Hamed, padre della 16enne Hafsa, cerca la figlia nell'Adda

La sua storia aveva commosso l’Italia: dal 1 settembre un padre si è tuffato ogni giorno nel fiume Adda, alla disperata ricerca della figlia 15enne, travolta dalla corrente e sparita proprio in quelle acque. La sua determinazione è stata commovente, ma purtroppo inutile: nella giornata di ieri, infatti, è stato ritrovato un corpo e sembra proprio essere quello della giovane Hafsa.

Ritrovato un corpo: può essere la 15enne Hafsa

A riportare la notizia i quotidiani locali, che hanno messo una triste parola fine alle speranze del padre di Hafsa, Hamed, che in questi 20 giorni non si è mai arreso e ha fatto di tutto per cercare sua figlia.

Ieri mattina, però, due pescatori a Berbenno, hanno chiamato i soccorsi perché avevano rinvenuto un cadavere sulle rive del fiume. I primi indizi, uniti al fatto che il corpo fosse evidentemente stato in acqua per parecchio tempo, hanno portato alla conclusione che quella potrebbe essere proprio Hafsa, 16enne scomparsa nell’Adda mentre era al parco con la famiglia.

Si attende ancora la conferma definitiva, ma fossero confermati i primi sospetti, vorrebbe dire che il corpo di Hafsa avrebbe viaggiato per circa dieci chilometri dal punto in cui è caduta in acqua, nel tentativo di raggiungere una spiaggetta insieme alla cugina, ed è stata trascinata via dalla corrente.

Si tuffa ogni giorno per cercarla: il dolore del padre di Hafsa

La vicenda ha acquisito particolare rilevanza anche per un video diventato virale, in cui si mostra il padre di Hafsa, Hamed (o Ahmed secondo alcune fonti) in acqua, nel tentativo di cercare la figlia. Lui, il giorno in cui Hasfa è sparita tra le acque del’Adda mentre si trovava al Parco Bartesaghi di Sondrio, non c’era: si trovava in Marocco, suo paese natale, ma è rientrato non appena ricevuta notizia della sparizione della figlia.

“Io mi avvicino al fiume, a volte ci entro anche, rimanendo vicino alla riva. So nuotare bene e non voglio correre rischi, ma spero di trovare Hafsa” aveva detto. “Non posso rimanere a casa ad aspettare” aveva aggiunto. Ha provato a cercarla anche con l’uso di un drone, ma invano.

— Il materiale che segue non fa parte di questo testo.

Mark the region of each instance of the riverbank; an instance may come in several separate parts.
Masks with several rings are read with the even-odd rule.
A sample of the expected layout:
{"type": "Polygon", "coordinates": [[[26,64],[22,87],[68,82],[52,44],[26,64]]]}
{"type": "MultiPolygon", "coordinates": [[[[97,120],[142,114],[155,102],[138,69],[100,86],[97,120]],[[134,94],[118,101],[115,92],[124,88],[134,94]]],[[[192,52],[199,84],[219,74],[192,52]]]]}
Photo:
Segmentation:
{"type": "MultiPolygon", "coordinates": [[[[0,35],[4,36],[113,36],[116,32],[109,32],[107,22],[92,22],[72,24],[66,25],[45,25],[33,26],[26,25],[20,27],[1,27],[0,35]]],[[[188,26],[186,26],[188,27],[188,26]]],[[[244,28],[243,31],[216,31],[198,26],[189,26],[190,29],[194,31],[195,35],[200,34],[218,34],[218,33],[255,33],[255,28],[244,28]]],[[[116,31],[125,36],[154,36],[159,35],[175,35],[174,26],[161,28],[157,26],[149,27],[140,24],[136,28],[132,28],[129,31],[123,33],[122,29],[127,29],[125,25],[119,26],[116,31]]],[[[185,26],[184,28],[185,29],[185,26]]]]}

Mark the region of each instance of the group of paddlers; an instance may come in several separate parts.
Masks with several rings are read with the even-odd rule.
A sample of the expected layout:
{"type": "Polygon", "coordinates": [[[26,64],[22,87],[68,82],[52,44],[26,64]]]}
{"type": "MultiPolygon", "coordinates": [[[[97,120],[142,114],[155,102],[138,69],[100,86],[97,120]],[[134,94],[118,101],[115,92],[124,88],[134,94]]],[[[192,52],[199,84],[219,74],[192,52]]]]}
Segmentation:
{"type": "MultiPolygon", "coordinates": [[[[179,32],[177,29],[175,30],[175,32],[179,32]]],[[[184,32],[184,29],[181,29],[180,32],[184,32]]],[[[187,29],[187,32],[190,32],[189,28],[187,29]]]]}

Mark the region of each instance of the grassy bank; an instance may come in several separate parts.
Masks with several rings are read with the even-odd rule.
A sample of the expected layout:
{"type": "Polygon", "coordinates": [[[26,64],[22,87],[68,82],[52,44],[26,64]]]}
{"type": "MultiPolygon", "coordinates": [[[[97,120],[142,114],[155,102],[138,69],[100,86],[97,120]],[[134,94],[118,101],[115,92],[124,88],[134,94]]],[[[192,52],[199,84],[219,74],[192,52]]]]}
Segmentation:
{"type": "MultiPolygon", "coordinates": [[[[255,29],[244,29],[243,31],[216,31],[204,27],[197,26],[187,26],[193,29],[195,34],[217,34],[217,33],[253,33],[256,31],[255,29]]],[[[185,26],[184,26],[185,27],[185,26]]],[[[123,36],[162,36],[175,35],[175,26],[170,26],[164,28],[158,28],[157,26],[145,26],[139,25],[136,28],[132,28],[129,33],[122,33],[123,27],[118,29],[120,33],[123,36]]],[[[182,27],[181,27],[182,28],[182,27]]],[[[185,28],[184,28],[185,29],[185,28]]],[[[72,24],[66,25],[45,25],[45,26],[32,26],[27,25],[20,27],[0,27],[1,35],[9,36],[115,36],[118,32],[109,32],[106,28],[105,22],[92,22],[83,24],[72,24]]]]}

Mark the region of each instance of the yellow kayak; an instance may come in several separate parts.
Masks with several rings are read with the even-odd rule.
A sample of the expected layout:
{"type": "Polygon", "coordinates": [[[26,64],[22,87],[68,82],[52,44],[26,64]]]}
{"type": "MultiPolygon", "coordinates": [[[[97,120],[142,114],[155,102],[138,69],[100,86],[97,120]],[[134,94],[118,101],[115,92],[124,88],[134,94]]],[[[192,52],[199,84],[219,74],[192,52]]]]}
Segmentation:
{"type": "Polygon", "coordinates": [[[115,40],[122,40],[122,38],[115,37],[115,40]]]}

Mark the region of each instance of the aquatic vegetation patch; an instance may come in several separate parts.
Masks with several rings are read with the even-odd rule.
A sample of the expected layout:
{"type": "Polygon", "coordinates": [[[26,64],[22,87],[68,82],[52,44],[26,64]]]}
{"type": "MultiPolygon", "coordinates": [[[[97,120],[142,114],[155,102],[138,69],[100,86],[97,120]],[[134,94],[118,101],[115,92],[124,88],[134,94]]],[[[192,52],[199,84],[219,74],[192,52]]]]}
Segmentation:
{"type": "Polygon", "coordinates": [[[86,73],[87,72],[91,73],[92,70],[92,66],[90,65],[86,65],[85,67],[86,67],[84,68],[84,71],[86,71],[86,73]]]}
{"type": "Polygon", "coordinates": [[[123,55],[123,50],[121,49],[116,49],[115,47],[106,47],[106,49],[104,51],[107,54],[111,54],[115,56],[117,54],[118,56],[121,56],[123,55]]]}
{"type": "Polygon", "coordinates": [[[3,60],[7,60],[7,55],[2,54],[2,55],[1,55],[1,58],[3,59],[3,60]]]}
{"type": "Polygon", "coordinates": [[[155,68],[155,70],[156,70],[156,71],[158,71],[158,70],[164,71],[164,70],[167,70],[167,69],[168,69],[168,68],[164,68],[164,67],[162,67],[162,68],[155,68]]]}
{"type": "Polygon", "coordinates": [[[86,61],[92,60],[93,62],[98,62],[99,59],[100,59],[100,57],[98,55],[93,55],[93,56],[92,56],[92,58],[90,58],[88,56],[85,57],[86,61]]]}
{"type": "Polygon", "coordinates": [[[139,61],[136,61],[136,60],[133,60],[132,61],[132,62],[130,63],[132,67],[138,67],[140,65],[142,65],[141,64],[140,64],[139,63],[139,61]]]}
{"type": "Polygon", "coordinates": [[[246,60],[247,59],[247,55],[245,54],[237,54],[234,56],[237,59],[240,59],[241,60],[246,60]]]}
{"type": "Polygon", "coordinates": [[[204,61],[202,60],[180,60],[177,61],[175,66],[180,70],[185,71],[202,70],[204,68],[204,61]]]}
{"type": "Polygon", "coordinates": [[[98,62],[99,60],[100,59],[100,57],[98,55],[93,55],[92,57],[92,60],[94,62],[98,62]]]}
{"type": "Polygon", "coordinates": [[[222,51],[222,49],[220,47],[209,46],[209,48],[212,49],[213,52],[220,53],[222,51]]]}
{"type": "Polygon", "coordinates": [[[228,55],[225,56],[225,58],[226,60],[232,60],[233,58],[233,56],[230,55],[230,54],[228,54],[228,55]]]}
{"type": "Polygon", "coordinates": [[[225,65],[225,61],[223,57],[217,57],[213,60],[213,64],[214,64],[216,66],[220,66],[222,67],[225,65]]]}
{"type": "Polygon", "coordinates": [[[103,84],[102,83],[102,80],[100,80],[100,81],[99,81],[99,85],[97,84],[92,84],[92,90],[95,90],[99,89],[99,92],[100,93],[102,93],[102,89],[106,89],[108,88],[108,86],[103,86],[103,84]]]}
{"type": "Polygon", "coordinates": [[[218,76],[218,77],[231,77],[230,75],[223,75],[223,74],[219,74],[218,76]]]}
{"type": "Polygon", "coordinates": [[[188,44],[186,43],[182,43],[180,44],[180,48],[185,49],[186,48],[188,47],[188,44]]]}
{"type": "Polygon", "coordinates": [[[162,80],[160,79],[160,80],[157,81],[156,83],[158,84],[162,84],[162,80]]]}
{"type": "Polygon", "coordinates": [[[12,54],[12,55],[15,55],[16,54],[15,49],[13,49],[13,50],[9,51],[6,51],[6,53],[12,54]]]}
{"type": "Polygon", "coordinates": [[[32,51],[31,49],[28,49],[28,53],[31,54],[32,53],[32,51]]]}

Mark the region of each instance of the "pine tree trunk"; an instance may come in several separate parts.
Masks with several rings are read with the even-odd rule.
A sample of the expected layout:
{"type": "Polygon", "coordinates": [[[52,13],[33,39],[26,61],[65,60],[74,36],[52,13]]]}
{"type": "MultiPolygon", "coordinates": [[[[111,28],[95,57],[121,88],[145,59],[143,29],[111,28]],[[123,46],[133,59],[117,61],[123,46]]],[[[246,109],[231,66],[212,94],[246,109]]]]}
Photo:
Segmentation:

….. Lo trovo terribile a angosciante… Cercare una figlia nel fiume…..😞😞😞

Pubblicato da Piero Carnini su Mercoledì 9 settembre 2020
Il padre di Hafsa nel fiume Adda per cercare la figlia.
Fonte: Facebook

Adesso, tristemente, potrebbe aver finito di aspettare: “Mi hanno mostrato delle fotografie, ma non sono riuscito a riconoscerla – le parole di Hamed riportate dal Corriere della SeraSe avesse avuto al polso l’orologio che invece si è sfilata prima di entrare in acqua forse sarebbe stato più semplice“. La sua drammatica speranza, però, è che quel cadavere sia proprio il suo: “Vorrei tanto fosse lei, vorrei dirle addio, abbracciarla un’ultima volta e poi provare a ritornare a vivere sapendo di aver fatto fino in fondo il mio dovere di padre“.

I genitori hanno riconosciuto il corpo di Hafsa

AGGIORNAMENTO 19.14 – In una notizia degli ultimi minuti, TGCom24 rende noto che i genitori di Hafsa avrebbero riconosciuto il corpo della figlia 15enne.

La conferma è arrivata all’obitorio, ma c’erano già numerosi indizi e prove, fornite anche dai rilievi della polizia. Il padre ora, potrà dirle addio come aveva desiderato.